The Senate Select Committee on Intelligence, SSCI, is the epicenter of the larger intelligence apparatus that controls government.  It was/is the SSCI who helped to create the weaponized system we call the Fourth Branch of Government.  The SSCI is the institutional origin where the outcomes of the FISA courts, domestic surveillance, and downstream consequences of the Patriot Act are supported and facilitated.

Because of their unique role in creating our national security state, where U.S. citizens are regarded as the potential threat to the interests of that state, the SSCI is a unique stakeholder in retaining the corrupt systems of domestic surveillance power.  No institution within the elected legislative branch of government has done more to destroy the freedom and constitutional protections within the U.S. than the Senate Select Committee on Intelligence.
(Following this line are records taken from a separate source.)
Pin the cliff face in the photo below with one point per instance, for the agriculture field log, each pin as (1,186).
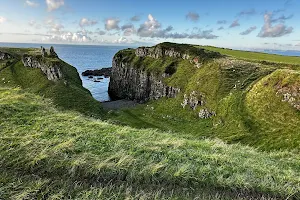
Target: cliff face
(128,82)
(5,56)
(196,56)
(130,78)
(50,68)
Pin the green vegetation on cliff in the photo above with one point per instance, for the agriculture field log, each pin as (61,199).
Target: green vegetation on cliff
(67,93)
(50,154)
(249,109)
(51,149)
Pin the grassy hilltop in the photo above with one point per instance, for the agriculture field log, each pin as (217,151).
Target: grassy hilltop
(52,148)
(71,96)
(247,94)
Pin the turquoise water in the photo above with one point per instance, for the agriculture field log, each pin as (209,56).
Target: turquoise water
(83,57)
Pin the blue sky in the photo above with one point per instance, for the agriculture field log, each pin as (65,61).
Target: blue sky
(243,24)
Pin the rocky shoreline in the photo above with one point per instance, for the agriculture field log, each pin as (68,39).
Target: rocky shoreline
(106,72)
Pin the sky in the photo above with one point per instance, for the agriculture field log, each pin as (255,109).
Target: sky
(241,24)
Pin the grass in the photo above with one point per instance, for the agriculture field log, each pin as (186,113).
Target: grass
(53,147)
(254,56)
(225,84)
(46,153)
(71,96)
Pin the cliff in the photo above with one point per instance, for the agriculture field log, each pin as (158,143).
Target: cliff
(127,82)
(132,78)
(42,72)
(5,56)
(49,64)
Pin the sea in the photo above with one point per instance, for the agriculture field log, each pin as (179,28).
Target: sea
(89,57)
(83,57)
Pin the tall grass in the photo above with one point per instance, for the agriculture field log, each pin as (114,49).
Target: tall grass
(67,155)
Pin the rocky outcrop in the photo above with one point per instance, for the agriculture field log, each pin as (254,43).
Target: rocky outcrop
(50,69)
(106,72)
(290,94)
(195,55)
(206,114)
(128,82)
(5,56)
(193,100)
(48,63)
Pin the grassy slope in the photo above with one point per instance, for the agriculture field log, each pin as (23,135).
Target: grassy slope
(255,56)
(225,84)
(45,153)
(72,96)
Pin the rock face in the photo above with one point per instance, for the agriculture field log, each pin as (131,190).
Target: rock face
(50,69)
(196,57)
(5,56)
(128,82)
(98,72)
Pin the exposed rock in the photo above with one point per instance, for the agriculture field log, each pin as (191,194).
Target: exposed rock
(5,56)
(50,69)
(106,72)
(53,53)
(43,51)
(128,82)
(290,94)
(193,100)
(206,114)
(157,52)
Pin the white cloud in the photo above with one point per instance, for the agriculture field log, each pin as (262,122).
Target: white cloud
(112,24)
(123,40)
(152,28)
(128,29)
(2,20)
(54,4)
(149,28)
(31,3)
(87,22)
(57,28)
(32,23)
(270,30)
(235,23)
(249,30)
(69,37)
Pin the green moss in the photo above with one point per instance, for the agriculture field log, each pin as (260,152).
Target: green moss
(71,96)
(46,152)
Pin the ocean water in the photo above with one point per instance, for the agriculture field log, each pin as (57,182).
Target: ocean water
(83,57)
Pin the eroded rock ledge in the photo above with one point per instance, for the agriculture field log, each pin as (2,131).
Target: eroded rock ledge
(48,63)
(127,82)
(5,56)
(195,55)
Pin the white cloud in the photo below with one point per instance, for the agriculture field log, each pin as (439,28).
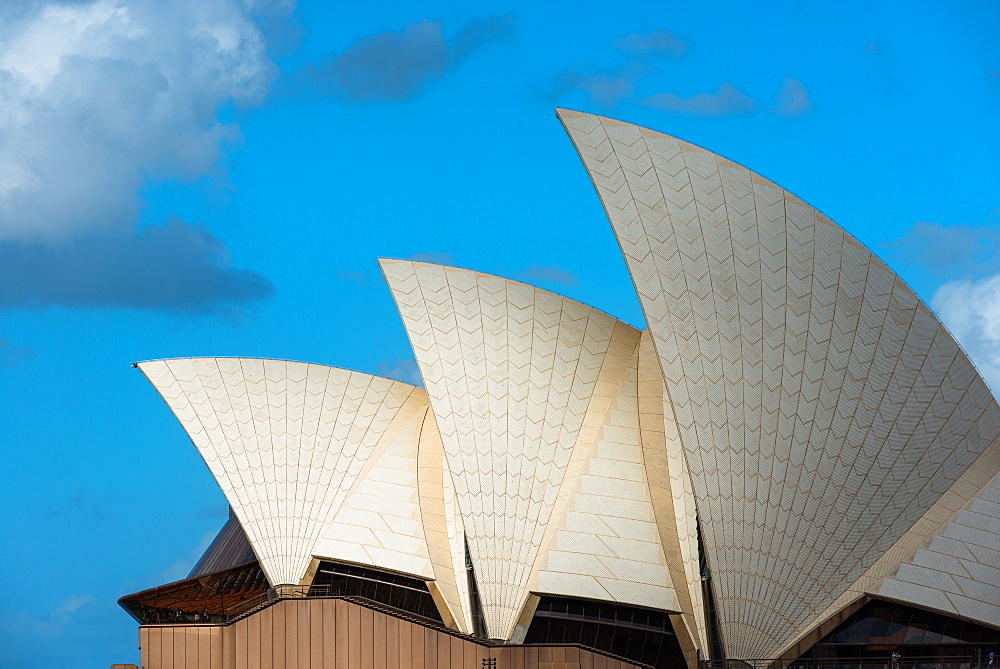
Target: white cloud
(96,97)
(792,99)
(71,604)
(971,311)
(181,567)
(726,101)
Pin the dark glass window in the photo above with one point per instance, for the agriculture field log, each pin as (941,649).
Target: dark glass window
(638,634)
(921,637)
(393,590)
(212,598)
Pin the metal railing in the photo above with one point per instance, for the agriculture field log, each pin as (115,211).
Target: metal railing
(241,609)
(974,657)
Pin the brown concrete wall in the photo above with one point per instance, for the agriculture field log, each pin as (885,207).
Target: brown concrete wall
(338,634)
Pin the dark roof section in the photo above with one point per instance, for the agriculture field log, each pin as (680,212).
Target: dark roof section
(229,549)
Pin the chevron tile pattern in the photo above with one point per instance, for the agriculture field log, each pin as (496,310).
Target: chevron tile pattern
(821,407)
(379,522)
(287,442)
(510,371)
(792,402)
(606,545)
(958,570)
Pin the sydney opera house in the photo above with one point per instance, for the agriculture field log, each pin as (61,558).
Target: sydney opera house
(794,464)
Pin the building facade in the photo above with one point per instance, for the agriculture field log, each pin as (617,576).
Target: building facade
(793,462)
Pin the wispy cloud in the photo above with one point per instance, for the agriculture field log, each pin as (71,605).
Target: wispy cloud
(394,66)
(726,101)
(643,59)
(401,369)
(882,54)
(357,276)
(971,311)
(70,605)
(78,506)
(950,250)
(98,98)
(181,567)
(551,273)
(658,41)
(175,267)
(12,354)
(434,257)
(793,99)
(640,55)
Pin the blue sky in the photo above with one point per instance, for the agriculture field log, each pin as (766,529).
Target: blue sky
(218,177)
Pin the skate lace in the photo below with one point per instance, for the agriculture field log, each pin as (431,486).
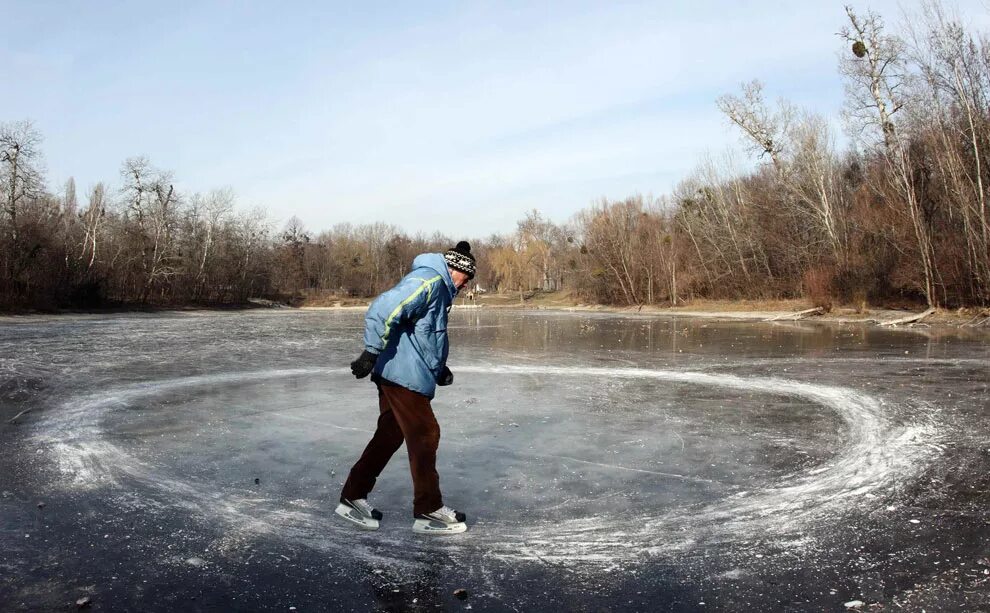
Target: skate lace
(447,511)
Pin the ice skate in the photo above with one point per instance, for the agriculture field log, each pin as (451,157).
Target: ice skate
(359,513)
(442,521)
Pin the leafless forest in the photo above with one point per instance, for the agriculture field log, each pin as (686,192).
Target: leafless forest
(900,215)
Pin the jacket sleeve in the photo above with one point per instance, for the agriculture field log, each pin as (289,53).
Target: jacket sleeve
(407,301)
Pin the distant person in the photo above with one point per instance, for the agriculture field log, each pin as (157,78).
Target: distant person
(405,351)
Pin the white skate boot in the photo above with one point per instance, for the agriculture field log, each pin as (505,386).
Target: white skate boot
(359,513)
(442,521)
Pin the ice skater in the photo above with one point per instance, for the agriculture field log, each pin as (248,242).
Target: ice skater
(405,351)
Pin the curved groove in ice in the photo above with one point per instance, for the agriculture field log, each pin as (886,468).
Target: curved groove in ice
(879,456)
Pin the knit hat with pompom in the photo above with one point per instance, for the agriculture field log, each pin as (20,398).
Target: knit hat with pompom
(460,258)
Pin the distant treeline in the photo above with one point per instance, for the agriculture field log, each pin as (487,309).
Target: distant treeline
(902,214)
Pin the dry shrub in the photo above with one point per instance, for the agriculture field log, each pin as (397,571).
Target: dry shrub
(818,287)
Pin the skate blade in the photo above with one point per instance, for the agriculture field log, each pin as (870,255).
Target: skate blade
(426,526)
(359,520)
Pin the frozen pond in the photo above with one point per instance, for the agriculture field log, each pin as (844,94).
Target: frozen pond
(605,463)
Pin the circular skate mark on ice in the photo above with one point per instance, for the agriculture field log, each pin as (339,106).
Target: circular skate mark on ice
(877,457)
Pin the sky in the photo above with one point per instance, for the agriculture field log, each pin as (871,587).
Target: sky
(456,117)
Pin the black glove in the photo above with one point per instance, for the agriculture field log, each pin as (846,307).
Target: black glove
(362,366)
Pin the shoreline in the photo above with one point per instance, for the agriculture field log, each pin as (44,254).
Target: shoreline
(741,310)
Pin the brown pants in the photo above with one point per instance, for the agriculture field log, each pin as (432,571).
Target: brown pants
(405,415)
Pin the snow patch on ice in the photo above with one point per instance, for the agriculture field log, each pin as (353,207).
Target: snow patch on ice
(879,456)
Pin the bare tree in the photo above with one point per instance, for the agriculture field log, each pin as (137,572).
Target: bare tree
(765,129)
(876,78)
(20,168)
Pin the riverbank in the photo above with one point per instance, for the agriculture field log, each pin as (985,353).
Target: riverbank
(730,310)
(725,310)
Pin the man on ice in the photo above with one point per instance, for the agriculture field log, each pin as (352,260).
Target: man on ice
(405,351)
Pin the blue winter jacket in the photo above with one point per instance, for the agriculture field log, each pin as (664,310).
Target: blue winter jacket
(407,326)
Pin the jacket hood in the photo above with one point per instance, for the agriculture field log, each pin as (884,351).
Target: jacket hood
(435,261)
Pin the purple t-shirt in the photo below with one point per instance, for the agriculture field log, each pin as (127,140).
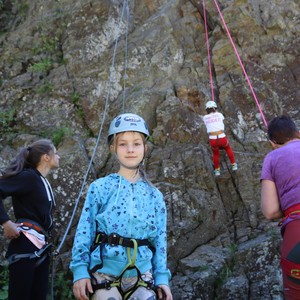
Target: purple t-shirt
(282,166)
The intelligence community interacts with the SSCI with that benefactor/beneficiary alignment in mind.  This is why the SSCI claims such bipartisanship, and why the corporate media herald the SSCI as an important functional tool. Without the assistance of the SSCI, the U.S. domestic surveillance state could not exist.  When the IC feels threatened, they run to the SSCI for protection.

The chair (Warner) and vice-chair (Rubio) of the committee are also members of the Gang of Eight, intelligence oversight group.  It is laughable to see Senator Mark Warner decry the possibility of national security leaks and compromises within the classified document issue.  Warner himself was the most consequential leaker during the Trump-Russia investigation (Wolfe leak of FISA application), and the SSCI facilitated everything that happened in the Mueller investigation.  [WATCH, Transcript Below]
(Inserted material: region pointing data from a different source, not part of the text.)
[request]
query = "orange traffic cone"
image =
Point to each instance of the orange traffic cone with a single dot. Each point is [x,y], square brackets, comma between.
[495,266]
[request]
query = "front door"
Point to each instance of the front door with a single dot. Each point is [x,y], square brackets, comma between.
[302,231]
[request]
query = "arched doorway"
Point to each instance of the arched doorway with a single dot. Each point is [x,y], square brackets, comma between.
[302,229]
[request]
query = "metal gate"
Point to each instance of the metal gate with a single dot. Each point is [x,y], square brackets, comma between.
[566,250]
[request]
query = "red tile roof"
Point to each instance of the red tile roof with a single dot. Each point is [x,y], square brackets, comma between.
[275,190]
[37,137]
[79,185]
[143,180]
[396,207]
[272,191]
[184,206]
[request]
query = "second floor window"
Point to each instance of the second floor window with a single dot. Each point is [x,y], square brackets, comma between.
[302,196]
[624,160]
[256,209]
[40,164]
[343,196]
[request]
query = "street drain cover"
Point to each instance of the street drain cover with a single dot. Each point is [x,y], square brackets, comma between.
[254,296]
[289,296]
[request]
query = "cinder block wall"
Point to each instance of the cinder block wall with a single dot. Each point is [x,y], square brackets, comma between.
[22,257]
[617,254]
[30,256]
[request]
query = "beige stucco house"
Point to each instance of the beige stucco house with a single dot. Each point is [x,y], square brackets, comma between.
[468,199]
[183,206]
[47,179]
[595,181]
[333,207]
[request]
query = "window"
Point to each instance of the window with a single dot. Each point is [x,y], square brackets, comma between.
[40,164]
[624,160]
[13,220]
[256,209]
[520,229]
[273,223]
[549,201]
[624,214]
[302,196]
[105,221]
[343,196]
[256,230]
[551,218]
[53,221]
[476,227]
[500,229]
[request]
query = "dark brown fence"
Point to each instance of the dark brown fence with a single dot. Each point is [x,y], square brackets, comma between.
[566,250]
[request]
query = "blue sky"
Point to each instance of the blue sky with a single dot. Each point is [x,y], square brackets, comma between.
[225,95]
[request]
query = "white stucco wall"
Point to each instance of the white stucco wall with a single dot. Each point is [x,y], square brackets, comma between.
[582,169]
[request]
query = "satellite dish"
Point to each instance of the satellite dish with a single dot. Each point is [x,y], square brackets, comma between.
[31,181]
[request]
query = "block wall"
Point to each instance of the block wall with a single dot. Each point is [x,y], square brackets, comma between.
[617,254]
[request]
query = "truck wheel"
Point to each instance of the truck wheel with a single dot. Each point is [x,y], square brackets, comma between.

[Transcript] – MARGARET BRENNAN: Let’s start on the news of the moment. I know the two of you were briefed by the Director of National Intelligence Avril Haines. Do you have any timeline in terms of when you will get visibility into the documents of classified material that both President Biden and President Trump had in their residences?

SEN. MARK WARNER: Margaret, unfortunately, no. And this committee has had a long bipartisan history of doing its job. And our job here is intelligence oversight. The Justice Department has had the Trump documents about six months, the Biden documents about three months, our job is not to figure out if somebody mishandled those, our job is to make sure there’s not an intelligence compromise.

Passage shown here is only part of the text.